Seman had managed to stagger to within 100 yards of the Royal Infirmary after allegedly being stabbed by 45 year old Maurice McCormack, the husband of the woman he had got into an intimate liaison with. At around 10pm on the Friday night McCormack had gone into a pub and seen the two of them together, then waited and followed both of them to Seman's home in nearby Iden Street confirming his suspicions

A few hours later Semans was seen outside McCormack's home in Metley Street with a knife, taunting him that his wife had sent him there. McCormack was seen to twice hit Seman, who was taken to the Infirmary by Constable Nicholson but never regained consciousness and died half an hour after admission. When McCormack was arrested at his home in Metley Street, he replied 'No I did not cut him' when being told that Seman had died.

When McCormack appeared at the Liverpool Assizes on 8th November, no witness was able to say that they had seen him with a weapon.

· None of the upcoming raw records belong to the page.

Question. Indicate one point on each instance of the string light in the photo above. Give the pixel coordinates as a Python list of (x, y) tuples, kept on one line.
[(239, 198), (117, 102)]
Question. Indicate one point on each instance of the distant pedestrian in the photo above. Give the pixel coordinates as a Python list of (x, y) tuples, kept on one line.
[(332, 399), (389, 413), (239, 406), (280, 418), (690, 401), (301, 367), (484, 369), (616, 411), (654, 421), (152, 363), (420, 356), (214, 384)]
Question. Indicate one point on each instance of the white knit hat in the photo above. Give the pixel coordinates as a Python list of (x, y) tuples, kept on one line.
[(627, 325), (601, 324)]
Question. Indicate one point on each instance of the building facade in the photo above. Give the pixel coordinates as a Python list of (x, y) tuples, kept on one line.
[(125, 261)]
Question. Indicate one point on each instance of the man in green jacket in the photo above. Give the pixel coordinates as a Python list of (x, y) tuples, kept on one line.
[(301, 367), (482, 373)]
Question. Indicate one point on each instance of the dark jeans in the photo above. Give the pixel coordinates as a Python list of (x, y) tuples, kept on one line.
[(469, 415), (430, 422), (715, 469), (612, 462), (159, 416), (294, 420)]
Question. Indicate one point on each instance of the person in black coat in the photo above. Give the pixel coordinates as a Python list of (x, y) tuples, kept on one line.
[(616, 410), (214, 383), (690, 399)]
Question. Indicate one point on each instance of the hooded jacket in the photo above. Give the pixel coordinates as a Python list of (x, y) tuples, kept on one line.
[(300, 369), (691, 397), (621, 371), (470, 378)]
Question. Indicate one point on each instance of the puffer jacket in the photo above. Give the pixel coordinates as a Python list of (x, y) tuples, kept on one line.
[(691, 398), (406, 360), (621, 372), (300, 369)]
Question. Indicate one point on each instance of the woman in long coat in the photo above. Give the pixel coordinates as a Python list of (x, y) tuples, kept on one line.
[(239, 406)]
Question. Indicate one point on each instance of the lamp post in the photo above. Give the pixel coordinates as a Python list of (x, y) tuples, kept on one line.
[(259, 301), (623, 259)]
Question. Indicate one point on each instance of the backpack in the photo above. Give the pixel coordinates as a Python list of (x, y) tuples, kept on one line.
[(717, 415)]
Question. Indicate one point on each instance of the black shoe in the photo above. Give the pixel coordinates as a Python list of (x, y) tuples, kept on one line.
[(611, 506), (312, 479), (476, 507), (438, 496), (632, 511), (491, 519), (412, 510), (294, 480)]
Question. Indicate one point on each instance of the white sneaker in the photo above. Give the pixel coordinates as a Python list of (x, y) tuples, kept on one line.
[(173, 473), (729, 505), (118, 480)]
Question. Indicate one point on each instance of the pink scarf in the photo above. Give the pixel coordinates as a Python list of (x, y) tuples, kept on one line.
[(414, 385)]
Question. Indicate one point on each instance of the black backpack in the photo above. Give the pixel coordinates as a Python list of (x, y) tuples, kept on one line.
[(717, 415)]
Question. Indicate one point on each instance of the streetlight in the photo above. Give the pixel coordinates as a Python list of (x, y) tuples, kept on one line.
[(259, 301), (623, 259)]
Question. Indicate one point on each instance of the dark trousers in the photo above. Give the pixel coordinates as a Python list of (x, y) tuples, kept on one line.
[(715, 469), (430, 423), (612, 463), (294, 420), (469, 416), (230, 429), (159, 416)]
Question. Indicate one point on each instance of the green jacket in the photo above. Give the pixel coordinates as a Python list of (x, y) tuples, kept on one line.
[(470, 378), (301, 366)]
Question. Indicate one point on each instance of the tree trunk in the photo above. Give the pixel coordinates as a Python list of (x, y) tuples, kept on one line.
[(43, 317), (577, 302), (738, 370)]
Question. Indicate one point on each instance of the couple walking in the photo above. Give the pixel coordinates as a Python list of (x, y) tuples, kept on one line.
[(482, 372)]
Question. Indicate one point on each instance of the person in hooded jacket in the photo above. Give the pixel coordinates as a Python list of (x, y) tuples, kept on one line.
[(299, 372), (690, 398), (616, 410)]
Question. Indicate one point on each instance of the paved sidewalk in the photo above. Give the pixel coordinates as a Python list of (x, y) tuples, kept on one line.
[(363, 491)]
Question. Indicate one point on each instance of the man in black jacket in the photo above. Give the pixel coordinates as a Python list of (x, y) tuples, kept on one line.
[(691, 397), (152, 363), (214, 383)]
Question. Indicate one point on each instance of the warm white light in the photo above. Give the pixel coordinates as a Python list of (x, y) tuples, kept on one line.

When he gave his evidence he admitted striking Seman but said he did so in self defence as he had a knife, and that he had walked away apparently unscathed after the scuffle.

The jury took fifteen minutes to find McCormack not guilty of both murder and manslaughter, leading to cheers from the public gallery quickly being suppressed by the judge. There was further cheering as the acquitted man left the court, where he kept his face covered by a handkerchief as an elderly woman kissed him and two other men could barely contain their relief at the verdict.